Il faut reconnaître, en troisième lieu, que l’aspiration vers la richesse devient immorale quand elle est portée au point de nous faire sortir des bornes de la justice, et aussi, que l’avidité devient plus impopulaire à mesure que ceux qui s’y abandonnent sont plus riches.

Tel est le jugement porté, non par quelques philosophes ou quelques sectes, mais par l’universalité des hommes, et je m’y tiens.

Je ferai remarquer néanmoins que ce jugement peut n’être pas le même aujourd’hui et dans l’antiquité, sans qu’il y ait contradiction.

Les Esséniens, les Stoïciens vivaient au milieu d’une société où la richesse était toujours le prix de l’oppression, du pillage, de la violence. Non-seulement elle était immorale en elle-même, mais par l’immoralité des moyens d’acquisition, elle révélait l’immoralité des hommes qui en étaient pourvus. Une réaction même exagérée contre les riches et la richesse était bien naturelle. Les philosophes modernes qui déclament contre la richesse, sans tenir compte de la différence des moyens d’acquisition, se croient des Sénèque, des Christ. Ils ne sont que des perroquets répétant ce qu’ils ne comprennent pas.

Mais la question que se pose l’économie politique est celle-ci : La richesse est-elle un bien moral ou un mal moral pour l’humanité ? Le développement progressif de la richesse implique-t-il, au point de vue moral, un perfectionnement ou une décadence ?

Le lecteur pressent ma réponse, et il comprend que j’ai dû dire quelques mots de la question de morale individuelle pour échapper à cette contradiction ou plutôt à cette impossibilité : Ce qui est une immoralité individuelle est une moralité générale.

Sans recourir à la statistique, sans consulter les écrous de nos prisons, on peut aborder un problème qui s’énonce en ces termes :

L’homme se dégrade-t-il à mesure qu’il exerce plus d’empire sur les choses et la nature, qu’il la réduit à le servir, qu’il se crée ainsi des loisirs, et que, s’affranchissant des besoins les plus impérieux de son organisation, il peut tirer de l’inertie, où elles sommeillaient, des facultés intellectuelles et morales qui ne lui ont pas été sans doute accordées pour rester dans une éternelle léthargie ?

L’homme se dégrade-t-il à mesure qu’il s’éloigne, pour ainsi dire, de l’état le plus inorganique, pour s’élever vers l’état le plus spiritualiste dont il puisse approcher ?

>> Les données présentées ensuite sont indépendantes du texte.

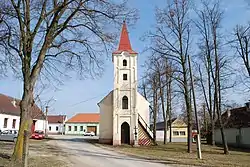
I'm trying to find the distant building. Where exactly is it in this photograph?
[48,115,67,134]
[65,113,100,135]
[0,94,46,132]
[215,102,250,148]
[150,118,188,142]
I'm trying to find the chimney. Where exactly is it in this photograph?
[11,99,16,107]
[245,101,250,110]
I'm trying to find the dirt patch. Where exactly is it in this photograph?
[0,140,68,167]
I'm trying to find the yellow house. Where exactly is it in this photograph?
[151,118,188,142]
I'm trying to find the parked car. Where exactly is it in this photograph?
[83,132,95,136]
[0,130,18,142]
[31,130,45,140]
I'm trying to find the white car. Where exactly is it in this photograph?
[83,132,95,136]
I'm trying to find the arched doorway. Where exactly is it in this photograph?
[121,122,130,144]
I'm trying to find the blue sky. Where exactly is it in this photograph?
[0,0,250,117]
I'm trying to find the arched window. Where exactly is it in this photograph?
[122,60,127,66]
[122,96,128,109]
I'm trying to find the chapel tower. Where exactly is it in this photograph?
[112,21,138,145]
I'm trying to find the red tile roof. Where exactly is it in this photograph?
[113,21,137,54]
[67,113,100,123]
[48,115,66,123]
[0,94,45,120]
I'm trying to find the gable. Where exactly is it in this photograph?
[137,91,150,105]
[97,90,113,107]
[0,94,45,120]
[172,118,187,127]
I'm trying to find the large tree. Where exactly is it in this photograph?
[149,0,193,152]
[196,0,229,154]
[0,0,137,160]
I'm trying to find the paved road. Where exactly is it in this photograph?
[47,136,175,167]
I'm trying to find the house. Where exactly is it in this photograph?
[150,118,188,142]
[65,113,100,135]
[97,22,153,145]
[215,102,250,148]
[48,115,67,134]
[0,94,46,132]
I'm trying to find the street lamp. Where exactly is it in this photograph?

Poser ainsi le problème, c’est le résoudre.

Je conviendrai volontiers que lorsque la richesse se développe par des moyens immoraux, elle a une influence immorale, comme chez les Romains.

Je conviendrai encore que lorsqu’elle se développe d’une manière fort inégale, creusant un abîme de plus en plus profond entre les classes, elle a une influence immorale et crée des passions subversives.

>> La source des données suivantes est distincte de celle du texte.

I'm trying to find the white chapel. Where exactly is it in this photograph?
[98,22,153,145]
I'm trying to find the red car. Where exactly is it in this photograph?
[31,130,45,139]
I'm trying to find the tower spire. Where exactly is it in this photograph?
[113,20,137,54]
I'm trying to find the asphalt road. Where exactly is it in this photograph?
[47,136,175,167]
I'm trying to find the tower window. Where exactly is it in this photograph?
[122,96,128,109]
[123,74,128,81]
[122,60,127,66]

Mais en est-il de même quand elle est le fruit du travail honnête, de transactions libres, et qu’elle se répand d’une manière uniforme sur toutes les classes ? Cela n’est vraiment pas soutenable.

Cependant les livres socialistes sont pleins de déclamations contre les riches.

Je ne comprends vraiment pas comment ces écoles, si diverses à d’autres égards, mais si unanimes en ceci, ne s’aperçoivent pas de la contradiction où elles tombent.

D’une part, la richesse, suivant les chefs de ces écoles, a une action délétère, démoralisante, qui flétrit l’âme, endurcit le cœur, ne laisse survivre que le goût des jouissances dépravées. Les riches ont tous les vices. Les pauvres ont toutes les vertus. Ils sont justes, sensés, désintéressés, généreux ; voilà le thème adopté.

Et d’un autre côté, tous les efforts d’imagination des Socialistes, tous les systèmes qu’ils inventent, toutes les lois qu’ils veulent nous imposer tendent, s’il faut les en croire, à convertir la pauvreté en richesse………

Moralité de la richesse prouvée par cette maxime : Le profit de l’un est le profit de l’autre [1]………

[1]: Cette dernière indication de l’auteur n’est accompagnée d’aucun développement. Mais divers chapitres de ce volume y suppléent. Voir notamment Propriété et Communauté, Rapport de l’économie politique avec la morale, et Solidarité. (Note de l’éditeur des Œuvres complètes.)